JPR, Yell and SEAT Pagine Gialle
Watch out equity holders free cash flow won't be around much longer and your equity is going to be pretty much worthless by 2010 if you have any in these companies.
These are all classic examples of companies that are inherently strong businesses gearing up massively on debt which will prove hard to re-finance and not really having that great growth strategies or being able to develop any as they spend all their time looking in the rear view mirror.
I was talking to Paul yesterday about how we should offer to buy Thomson Directories from its Italian owners SEAT Pagine Gialle as a joke I'm not sure we could afford it right now but you never know.

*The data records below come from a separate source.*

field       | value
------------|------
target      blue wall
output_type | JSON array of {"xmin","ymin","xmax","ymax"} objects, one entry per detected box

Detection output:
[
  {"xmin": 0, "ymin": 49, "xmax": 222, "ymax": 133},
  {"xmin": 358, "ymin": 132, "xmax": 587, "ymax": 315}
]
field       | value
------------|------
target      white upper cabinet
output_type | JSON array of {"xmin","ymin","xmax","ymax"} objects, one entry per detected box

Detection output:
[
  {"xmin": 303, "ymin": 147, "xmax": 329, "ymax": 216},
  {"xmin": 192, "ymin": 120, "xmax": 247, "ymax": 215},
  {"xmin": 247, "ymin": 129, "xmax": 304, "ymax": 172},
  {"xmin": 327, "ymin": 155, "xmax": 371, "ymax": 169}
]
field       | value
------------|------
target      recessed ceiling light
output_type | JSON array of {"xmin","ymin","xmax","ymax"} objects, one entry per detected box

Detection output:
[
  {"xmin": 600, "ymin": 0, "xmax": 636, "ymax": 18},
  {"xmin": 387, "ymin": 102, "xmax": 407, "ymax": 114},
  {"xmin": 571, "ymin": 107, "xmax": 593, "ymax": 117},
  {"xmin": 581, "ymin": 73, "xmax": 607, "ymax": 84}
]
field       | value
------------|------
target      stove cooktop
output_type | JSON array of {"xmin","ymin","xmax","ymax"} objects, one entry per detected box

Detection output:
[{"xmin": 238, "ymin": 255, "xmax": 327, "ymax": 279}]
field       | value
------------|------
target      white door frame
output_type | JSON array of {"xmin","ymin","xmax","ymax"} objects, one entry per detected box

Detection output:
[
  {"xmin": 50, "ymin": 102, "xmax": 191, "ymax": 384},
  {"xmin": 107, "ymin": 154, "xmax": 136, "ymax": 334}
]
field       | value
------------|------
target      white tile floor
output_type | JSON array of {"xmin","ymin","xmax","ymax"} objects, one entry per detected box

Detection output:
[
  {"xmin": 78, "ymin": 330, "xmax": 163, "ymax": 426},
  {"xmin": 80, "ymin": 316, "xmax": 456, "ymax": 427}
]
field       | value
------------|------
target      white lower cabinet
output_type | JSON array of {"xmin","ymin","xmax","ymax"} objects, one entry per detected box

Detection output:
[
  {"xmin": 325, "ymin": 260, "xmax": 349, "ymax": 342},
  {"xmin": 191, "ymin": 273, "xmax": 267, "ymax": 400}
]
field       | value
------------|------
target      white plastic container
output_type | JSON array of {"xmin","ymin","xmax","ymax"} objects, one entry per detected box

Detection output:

The £3.8bn of debt SEAT Pagine Gialle its parent has is crippling it and is sure to make good assets like TDL come onto the market at even lower fire-sale prices later in 2009 and if they don't I am so happy that all our main competitors in the local advertising space are basically at the mercy of the debt markets as well as without much of a clue about online strategy.
Listen to this quote from Tim Bowdler MD of JPR getting all angry about someone accusing him of ruining the business by gearing it up like LCD TV's are going out of fashion: "Most analysts in 2005 were saying we should take on more debt. It is very easy to sit on the sidelines and appear wise after the fact. Back in 2005 nobody was suggesting our strategy was flawed."
There are a lot of responsible business owners who didn't take the route you took Mr Bowdler but now like Yell with it's £5bn debt you and your fellow shareholders are going to be well and truly diluted as the free cash flow you thought would be there forever starts to decline sharply and the bankers come calling.